Französische Spitzenunternehmer sprechen sich für Bündnisse mit dem Front National aus

Zwei ausgesprochen ranghohe Repräsentanten des französischen Kapitals haben kürzlich im aktuellen Streit darüber, ob das bürgerlich-konservative Lager den aufstrebenden Neofaschismus in den Rang der Regierungsfähigkeit heben soll oder nicht, eindeutig Stellung bezogen. Einer tat dies noch vor den Wahlen zu den Regionalparlamenten am 15. März, in deren Folge besagte Debatte ausgelöst wurde, der andere äußerte sich nach diesem Termin.
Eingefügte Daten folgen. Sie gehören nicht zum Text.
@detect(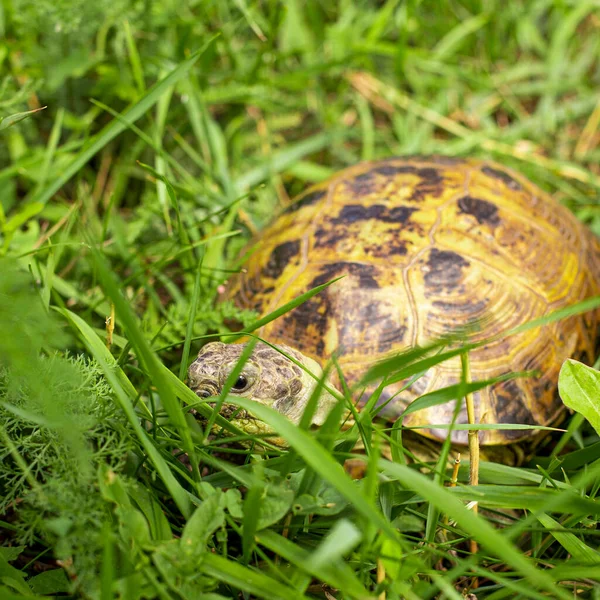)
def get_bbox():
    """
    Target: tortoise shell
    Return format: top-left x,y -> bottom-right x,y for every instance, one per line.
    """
229,156 -> 600,445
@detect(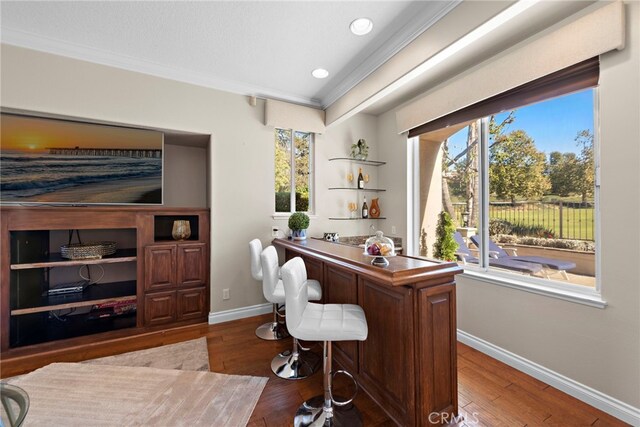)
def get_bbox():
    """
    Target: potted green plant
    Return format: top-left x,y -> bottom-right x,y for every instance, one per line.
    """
350,138 -> 369,160
288,212 -> 310,241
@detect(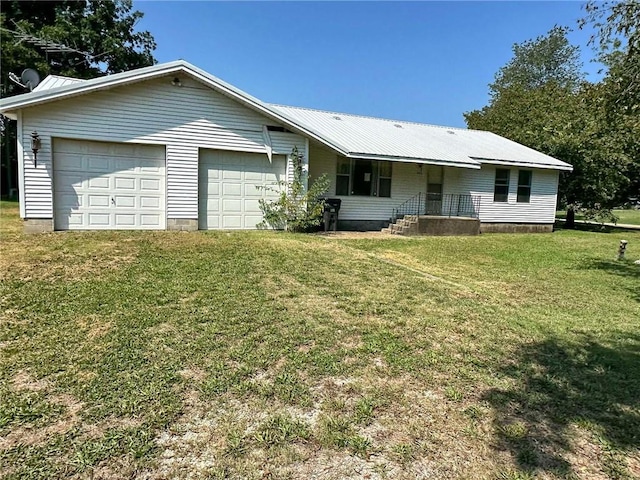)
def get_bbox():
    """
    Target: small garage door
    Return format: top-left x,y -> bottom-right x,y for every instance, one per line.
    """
53,139 -> 165,230
199,149 -> 286,229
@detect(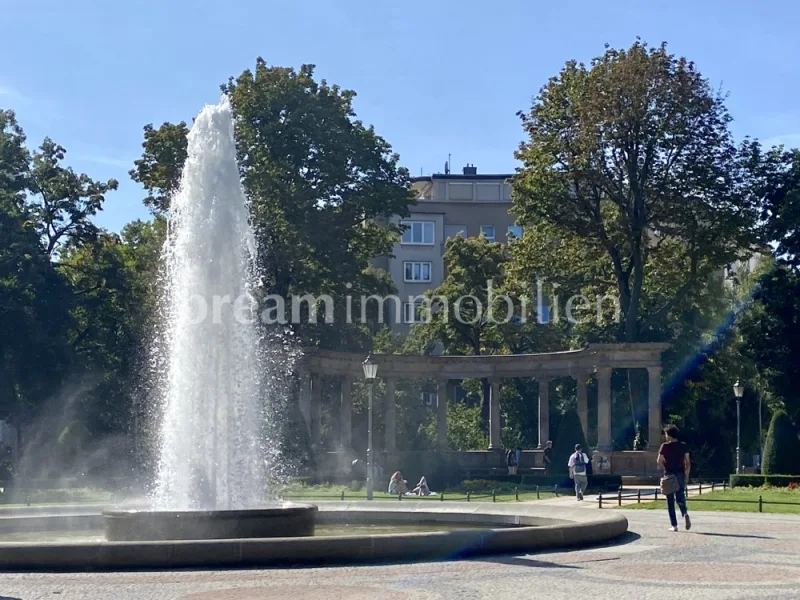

Am 3. März hielt Ambroise Roux, mit 75 Jahren eine der grauen Eminenzen des französischen Großunternehmertums, den Zeitpunkt für geeignet, zu der sich am Horizont abzeichnenden Frage von Bündnissen mit Rechtsextremen in den Regionalräten Position zu beziehen. Bei der Vollversammlung der Französischen Vereinigung Privater Unternehmer (AFEP) erklärte er, die bürgerlichen Parteien RPR und UDF täten gut daran, die derzeit von ihren Parteispitzen kultivierte Verweigerung von Bündnissen mit dem Front National (FN) aufzugeben. Der FN sei durch den Einfluß seines Chefideologen und -strategen Bruno Mégret - der den alternden Parteichef Jean-Marie Le Pen mehr und mehr aus seiner Führungsposition verdrängt - zur Respektabilität aufgerückt.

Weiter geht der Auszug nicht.